A review conducted by Isabella et al. identified 72 papers addressing the issue of serological response rate against a host of viral vaccines in solid‐organ transplants (SOT) 16. They concluded that SOT recipients mount a lower immune response than healthy controls. The degree of this impaired response depended on the type of vaccine, age, and the organ transplanted. A study by Dehghani et al. in pediatric liver transplant recipients reported a low incidence of adequate immunization against HBV, DTwP, and MMR vaccines given pretransplant 4. Similar findings were concluded by other studies 5, 6. We think the degree of immunity in our patient was adequate to protect the graft from serious injury and possible rejection, but still not adequate enough to cause a clinical illness and transient hepatitis (a partial immune state).
Individuals who have been previously exposed to the measles antigen may have a modified disease presentation. These cases are usually detected during an outbreak, exposure to a confirmed measles case, and rarely, without a known exposure. In our case, no related cases were diagnosed nor outbreak was reported simultaneously 10, 17.
Immunization post‐transplant may be necessary, but is complicated by the fact that response to vaccines can be impaired by immunosuppression. As a general rule, live vaccines are not licensed for use in this population because of the increased risk of clinical disease from the vaccine strain of the virus. In 1999, Kano et al. 3 reported that pretransplant vaccination confers immunity for up to 6 months post‐transplant and that post‐transplant live vaccine under immunosuppressive conditions was safe and effective. Recently, Masayoshi et al. 4 studied revaccination for primary vaccine failure in postliver transplant patients and concluded that live attenuated vaccine was safe and effective postliver transplant in patients who were not severely immunosuppressed.
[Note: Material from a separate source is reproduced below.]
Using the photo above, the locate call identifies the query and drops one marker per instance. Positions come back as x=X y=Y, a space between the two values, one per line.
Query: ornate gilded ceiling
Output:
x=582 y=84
In conclusion, we report a liver transplant recipient acquiring measles infection manifesting as transient hepatitis and pneumonia. It resolved over 10 days owing to a partial immune state and did not progress to a full blown graft rejection as previously reported. It is clear from the literature reviewed that pretransplant vaccination did not confer adequate immunity in spite of IgG positivity in our patient. Good quality evidence is needed on the subject of post‐transplant vaccination to formulate guidelines.
Conclusions
Immunity against pretransplant vaccination wanes over time.
Clinicians need to be aware of the waning immunity and keep a broad perspective when faced with diagnostic challenges in transplant recipients. Although vaccination may not provide solid immunity, it ameliorates the severity of the disease.
More prospective trials are needed to address the issue of vaccination post‐transplant.
Authorship
All authors have contributed to and agreed on the content of the manuscript. They shared substantial contributions to the conception of the work and interpretation of data for the work, drafting the work, and final approval of the version to be published.
Conflict of Interest
The authors have no conflicts of interest to declare.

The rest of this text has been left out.